While they are never as tactically aware as an Argentina or a Uruguay, they are also therefore less cynical in their approach; as such they visibly seem to enjoy their football, enjoy the occasion, and are able to rise to it.

On the one hand this won’t help them to win a World Cup; on the other it makes them so much more entertaining to watch than some of the more ‘considered’ football nations. The way Ghana played against Germany – without fear or respect – would’ve utterly eluded England in those same circumstances.

Iran’s Valiant Effort

Iran generally excelled at this tournament, exceeding expectations. They didn’t get as far as, say, Algeria, but they did themselves proud. The height of this was their contest with Argentina in the group stage; a game in which, on paper, they should’ve had no chance at all. On paper in fact Argentina and Lionel Messi should’ve slaughtered them. In reality, however, the Iranian team showed incredible resilience and fortitude. They were well organized, they defended brilliantly, and they even began to attack more potently than could’ve been expected.

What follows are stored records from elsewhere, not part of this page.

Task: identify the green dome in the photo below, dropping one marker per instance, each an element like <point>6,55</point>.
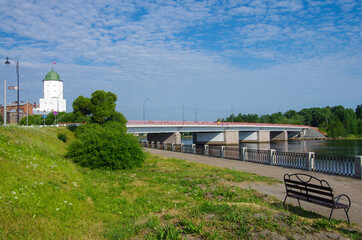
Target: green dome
<point>52,76</point>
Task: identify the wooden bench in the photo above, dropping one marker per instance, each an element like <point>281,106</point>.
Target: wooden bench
<point>310,189</point>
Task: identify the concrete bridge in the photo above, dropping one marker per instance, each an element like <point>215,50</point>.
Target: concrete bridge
<point>224,133</point>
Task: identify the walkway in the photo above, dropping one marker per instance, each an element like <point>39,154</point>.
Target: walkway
<point>349,186</point>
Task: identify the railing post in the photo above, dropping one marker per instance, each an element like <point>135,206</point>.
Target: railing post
<point>222,151</point>
<point>243,153</point>
<point>358,167</point>
<point>271,156</point>
<point>206,150</point>
<point>193,148</point>
<point>309,161</point>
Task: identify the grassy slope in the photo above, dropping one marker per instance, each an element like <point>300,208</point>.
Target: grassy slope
<point>45,196</point>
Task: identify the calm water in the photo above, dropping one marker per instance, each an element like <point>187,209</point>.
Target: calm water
<point>347,148</point>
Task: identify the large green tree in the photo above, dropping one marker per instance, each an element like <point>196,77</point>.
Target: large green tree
<point>100,108</point>
<point>81,106</point>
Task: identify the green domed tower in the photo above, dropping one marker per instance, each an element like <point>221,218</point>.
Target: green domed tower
<point>52,76</point>
<point>52,100</point>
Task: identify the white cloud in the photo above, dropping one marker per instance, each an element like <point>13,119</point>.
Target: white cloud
<point>199,51</point>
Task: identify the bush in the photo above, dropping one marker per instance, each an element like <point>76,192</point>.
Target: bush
<point>62,137</point>
<point>105,146</point>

They took Argentina all the way to the end; in the end it was only a piece of individual brilliance by the greatest player in the world that denied the Iranians a hugely deserved point for their efforts. Argentina was a team relying on one player to get them through; Iran, by contrast, were a well organised, well functioning, unit working in unison to try to excel against superior opposition… and almost succeeding. They almost won it on several occasions; and they were denied a legitimate penalty that would’ve changed the direction of the contest.

10 moments out of many that have enlivened this passed month of World Cup football and made it special. There have been others too, including some tremendous goalkeeping, defensive masterclasses and Lionel Messi magic; but we’d be here too long. A fabulous World Cup competition; and a worthy winner in the end, with a better final than some of the others we’ve seen in recent times. On to Russia in 2018.